## Abstract

## Introduction

Higher Education Institutions (HEIs) are complex organisations offering educational services to a wide and diverse student body.  HEIs have delivery of learning success at heart but they must also operate as viable businesses.  The sucess of a HEI is measured by the success of its students - good outcomes for students equate with success for the HEI, including financial success, improved student recruitment and retention and reputational enhancement.

`Learner Analytics` is an ever growing field of research in Higher Education (HE).  HE institutions are increasingly using data to inform decision-making and improve the student experience.  In a sector report from 2017, it was found that HEIs "working towards [learner analytics systems] implementation has nearly doubled from 34% to 66%" and that the focus has shifted "towards retention more than learning" (17% to 37%) (Newland, 2017).

This report evaluates the performance of several learning algorithms to predict student outcome using 'student engagement' data.  It explores the potential for using data to establish whether there is an opportunity for early intervention in the the case of students who are predicted to fail or withdraw.  


## Data

[Open University](https://www.open.ac.uk/about/main/) is one of the world's largest distance learning providers, with over 200,000 students (Wikipedia, 2023.)  All of its teaching takes place in virtual learning environments (VLEs).  

Analysis and conclusions in this report cannot be directly extended to HEIs that provide in-person teaching - they may want to consider additional or different 'engagement' data such as attendance, face-to-face engagements, library usage, etc.  

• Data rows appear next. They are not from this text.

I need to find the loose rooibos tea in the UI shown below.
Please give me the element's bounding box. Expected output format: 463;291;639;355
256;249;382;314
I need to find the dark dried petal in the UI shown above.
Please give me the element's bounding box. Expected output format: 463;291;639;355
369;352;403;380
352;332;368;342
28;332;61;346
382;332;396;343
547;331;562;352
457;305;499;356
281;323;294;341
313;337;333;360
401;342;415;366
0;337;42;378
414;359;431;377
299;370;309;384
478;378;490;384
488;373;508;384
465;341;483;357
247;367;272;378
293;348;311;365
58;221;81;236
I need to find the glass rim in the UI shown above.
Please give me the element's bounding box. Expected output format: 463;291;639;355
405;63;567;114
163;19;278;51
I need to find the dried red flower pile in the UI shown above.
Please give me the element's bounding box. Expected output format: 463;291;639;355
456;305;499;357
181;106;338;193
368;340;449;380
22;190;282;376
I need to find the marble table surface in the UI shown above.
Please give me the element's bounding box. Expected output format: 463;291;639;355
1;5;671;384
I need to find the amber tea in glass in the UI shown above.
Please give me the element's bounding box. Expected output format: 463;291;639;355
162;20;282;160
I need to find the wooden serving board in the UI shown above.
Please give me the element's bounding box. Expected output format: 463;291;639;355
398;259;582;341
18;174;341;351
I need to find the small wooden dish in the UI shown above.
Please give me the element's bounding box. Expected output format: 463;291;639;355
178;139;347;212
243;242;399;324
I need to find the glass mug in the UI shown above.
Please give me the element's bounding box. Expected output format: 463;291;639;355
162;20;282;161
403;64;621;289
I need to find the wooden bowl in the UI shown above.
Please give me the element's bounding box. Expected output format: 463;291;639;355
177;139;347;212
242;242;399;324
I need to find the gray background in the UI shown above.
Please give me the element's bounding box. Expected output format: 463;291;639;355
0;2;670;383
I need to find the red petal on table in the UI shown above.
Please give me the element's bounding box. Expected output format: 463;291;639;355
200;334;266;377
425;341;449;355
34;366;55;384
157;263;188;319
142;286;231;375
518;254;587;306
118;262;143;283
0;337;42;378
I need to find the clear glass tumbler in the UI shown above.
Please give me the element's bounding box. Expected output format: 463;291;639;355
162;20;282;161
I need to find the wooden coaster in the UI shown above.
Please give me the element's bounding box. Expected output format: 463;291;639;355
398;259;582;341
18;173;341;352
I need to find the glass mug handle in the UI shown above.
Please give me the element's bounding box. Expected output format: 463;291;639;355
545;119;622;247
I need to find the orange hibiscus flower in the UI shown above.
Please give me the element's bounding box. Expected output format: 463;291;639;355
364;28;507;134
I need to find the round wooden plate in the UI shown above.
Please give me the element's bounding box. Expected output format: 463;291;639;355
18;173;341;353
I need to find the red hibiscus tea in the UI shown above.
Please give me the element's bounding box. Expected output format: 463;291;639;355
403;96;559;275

However, the questions, methods and conclusions are generalisable to the extent that engagement behaviour is a good predictor of student outcome and that VLEs form a critical element of most modern HE teaching provision.



### Dataset

The [Open University Learning Analytics Dataset (OULAD)](https://analyse.kmi.open.ac.uk/open_dataset) contains data about courses, students and their Virtual Learning Environment (VLE) interactions for seven modules. The dataset consists of tables connected using unique identifiers:


![OULAD data model](../_images/OU_data_model.png)

The dataset is rich, containing student biographic and demographic characteristics, including gender, age, disability status, educational background, IMD band[^1], and region.  In addition to person details, the dataset contains information about students' academic history, assessments and VLE interactions[^2] (Kuzilek, et al, 2017). 

It includes registrations for two subjects across two academic years (2013/2014 and 2014/2015) with two possible intake months (February and October).  In the raw data, there are 32593 student registrations (28,785 unique students) - 13,529 are active in 2013 and 19,064 in 2014.  

Assessment data includes submissions throughout the course including assessment type, date, weight and score.  VLE data includes type of count of interactions, date and time.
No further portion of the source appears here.